“Please pardon me,” said the man of letters; “I thought that you had favored the Russian cause.”

“So I did, sir, so I did, and do. But something is due to the art and science of war. As a soldier I stand for them, deprecating any laxity in the application of the eternal principles of strategy and tactics by land or sea. Admiral Togo should have been dismissed for permitting those ships to escape.”

The reporter suggested the possibility that in the uproar and obscurity of battle the ships that got away were overlooked.

“Nothing should be overlooked,” said the Bald Campaigner. “The commander in battle should know everything that is going on—or going away.

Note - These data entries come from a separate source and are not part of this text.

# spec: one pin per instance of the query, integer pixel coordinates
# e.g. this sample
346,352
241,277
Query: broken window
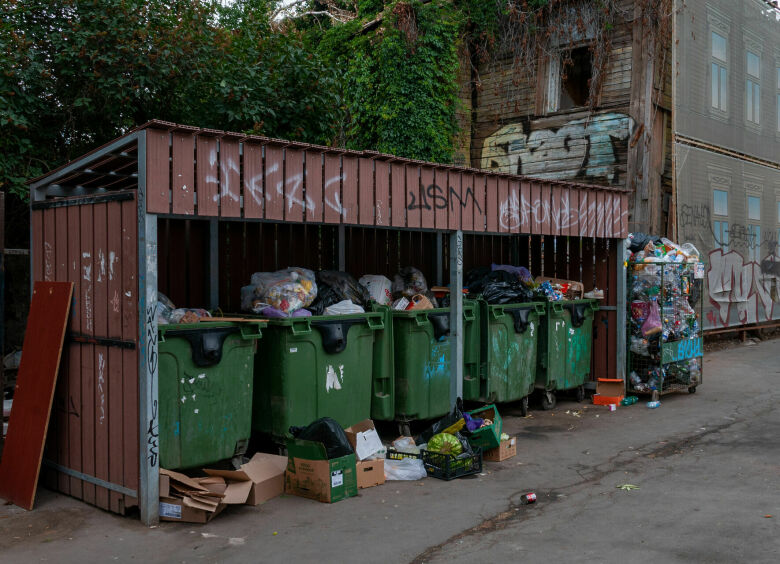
576,72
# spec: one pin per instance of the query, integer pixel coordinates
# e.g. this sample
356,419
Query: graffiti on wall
747,287
587,148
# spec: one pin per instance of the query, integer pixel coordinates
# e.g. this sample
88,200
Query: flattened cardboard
310,474
506,450
257,481
370,473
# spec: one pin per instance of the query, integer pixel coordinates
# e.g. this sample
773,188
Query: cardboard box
257,481
310,474
608,391
365,440
192,500
370,473
507,449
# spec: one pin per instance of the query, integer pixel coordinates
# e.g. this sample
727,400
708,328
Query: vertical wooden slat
253,181
413,191
349,189
158,173
37,245
525,207
427,190
183,178
365,191
61,398
332,189
129,297
207,176
293,185
274,183
382,194
74,351
454,214
491,212
479,207
87,306
440,198
398,195
229,178
313,183
100,359
114,331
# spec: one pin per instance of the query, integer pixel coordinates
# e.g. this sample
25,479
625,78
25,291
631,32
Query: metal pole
149,445
213,263
456,316
620,331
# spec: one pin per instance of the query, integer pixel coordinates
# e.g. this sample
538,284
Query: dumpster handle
301,326
250,335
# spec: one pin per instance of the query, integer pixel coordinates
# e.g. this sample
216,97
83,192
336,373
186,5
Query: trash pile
665,285
328,463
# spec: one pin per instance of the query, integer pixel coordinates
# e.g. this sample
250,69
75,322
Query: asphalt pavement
706,471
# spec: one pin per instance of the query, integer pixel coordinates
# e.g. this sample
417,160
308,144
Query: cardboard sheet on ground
41,353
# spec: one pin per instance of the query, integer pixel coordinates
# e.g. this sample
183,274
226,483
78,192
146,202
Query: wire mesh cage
665,302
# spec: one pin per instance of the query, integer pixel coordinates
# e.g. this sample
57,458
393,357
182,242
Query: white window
753,91
754,242
754,208
721,201
721,232
719,72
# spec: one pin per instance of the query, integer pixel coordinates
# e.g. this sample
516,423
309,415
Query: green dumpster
509,349
205,391
312,367
565,347
422,360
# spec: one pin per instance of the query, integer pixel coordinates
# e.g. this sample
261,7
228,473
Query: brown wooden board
41,353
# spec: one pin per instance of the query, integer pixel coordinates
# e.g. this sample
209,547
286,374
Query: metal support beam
342,243
456,316
213,263
149,442
620,330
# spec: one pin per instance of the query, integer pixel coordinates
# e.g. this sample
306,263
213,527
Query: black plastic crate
449,467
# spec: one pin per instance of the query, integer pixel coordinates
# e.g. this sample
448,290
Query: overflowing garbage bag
285,290
335,287
328,432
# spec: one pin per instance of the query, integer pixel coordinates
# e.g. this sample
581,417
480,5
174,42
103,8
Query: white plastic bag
404,469
344,307
379,287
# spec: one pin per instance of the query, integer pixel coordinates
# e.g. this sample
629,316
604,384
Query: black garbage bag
640,240
328,432
334,287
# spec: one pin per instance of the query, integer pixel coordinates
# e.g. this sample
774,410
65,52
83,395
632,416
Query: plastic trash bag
408,282
379,288
287,290
328,432
405,469
344,307
334,287
652,325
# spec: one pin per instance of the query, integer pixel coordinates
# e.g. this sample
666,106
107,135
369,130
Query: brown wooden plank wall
94,424
263,179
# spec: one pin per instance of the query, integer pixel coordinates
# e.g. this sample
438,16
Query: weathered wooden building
591,102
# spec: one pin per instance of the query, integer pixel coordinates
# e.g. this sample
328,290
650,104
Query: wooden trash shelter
193,212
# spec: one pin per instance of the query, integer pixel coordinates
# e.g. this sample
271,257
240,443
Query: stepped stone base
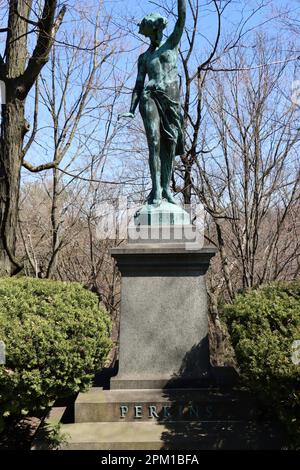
162,405
184,435
204,419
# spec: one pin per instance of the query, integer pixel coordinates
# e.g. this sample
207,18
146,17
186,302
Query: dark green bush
56,337
263,324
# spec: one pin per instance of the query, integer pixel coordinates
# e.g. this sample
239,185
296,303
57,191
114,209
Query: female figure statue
159,101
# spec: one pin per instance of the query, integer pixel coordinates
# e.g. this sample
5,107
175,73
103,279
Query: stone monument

With the light that we have, I am unable to explain the Japanese admiral’s lamentable failure; I can only deplore it.”

“Had he, then, so overwhelming an advantage?” the reporter asked. “It is thought the fleets were pretty evenly matched.”

“Sir,” said the Bald Campaigner, loftily, “it was a fight between an inland people and an insular. If Rojestvensky had had a hundred battleships he would have been over-matched and defeated. Ships and guns do not make a navy, and landsmen are not transmuted into sailors by sending them to sea. The Russians are not a sea-going people. Their country has no open ports—that is what they are always fighting to get. They have no foreign commerce; they have no fisheries. Why, sir, it reminds me of the reply made by a Scotch carter to an angry soldier who had challenged him to fight. ‘Fecht wi’ ye? Na, na, fechtin’s yer trade. But I’ll drive a cart wi’ ye.’ If command of the ocean were a matter of planting potatoes, Russia would be a great sea power.

“The born sailor is a being of an order different from ourselves—as different as a gull from a grouse, a seal from a cat. What, to a landsman, is a matter of study, memory and calculation, is to him a matter of intuition. An unstable plane is his natural, normal and helpful footing. As a gun-pointer he sights his piece not only consciously with his instruments and his eye, but unconsciously with that better instrument, the sense of direction—as one plays billiards. The rolling and pitching of the ships do not spoil his aim; he allows for them automatically—feels the auspicious instant with the sure instinct of an expert rifleman breaking bottles in the air. It is impossible to impart this subtle sense to a farmer’s boy, or to a salesman in a shop, no matter how young you catch him; he cannot be made to understand it—cannot even be made to understand that it can be. For that matter, nobody does understand it.

“I am not unaware, sir, of the ‘modern’ methods of sea-fighting—keeping at a safe distance from the enemy and pointing the guns by means of range-finders and other instruments and machines, but nothing that can be invented can eliminate the ‘personal equation’ in sea-fighting, any more than in land-fighting parapets, casemates, turrets and other defensive works can profitably replace the breasts of the soldiers, or arms of precision take the place of their natural aptitude for battle with both feet on the ground. I am not unmindful of the time when the Romans improvised a fleet (constructed on the model of a wrecked Carthaginian galley) and manning it with landsmen destroyed the sea-power of Carthage in a single engagement. That exception tests the rule (probat regulam) but the rule stands. Landsmen for soldiers, sailors for the sea and to the devil with military machinery!

“Before our civil war we had a merchant marine second only to that of Great Britain. American sails whitened every sea, the stars and stripes glowed in every port. We were a nation of sailors. Even so long ago as the war of 1812 we held our own with Great Britain on the ocean, though beaten everywhere on land by inferior numbers with superior training. To-day we could not hold our own against any maritime people, even if we fought with full coal-bunkers near our own shores. The American behind the gun is no longer a born sailor with the salt of the sea in every globule of the blood of him. Our fate in encountering a seagoing people, sailors and fishermen and the sons of sailors and fishermen, with sea legs, sea eyes and sea souls, would be that which has befallen inlanders against islanders, from Salamis to Tsu Shima. The sea would be strewn with a wreckage of American ‘magnificent fighting-machines.’”

The Timorous Reporter murmured the words “Manila Bay” and “Santiago de Cuba,” then diffidently lifted his eyes, with a question mark in each, to the face of his distinguished interlocutor—which darkened with a smile.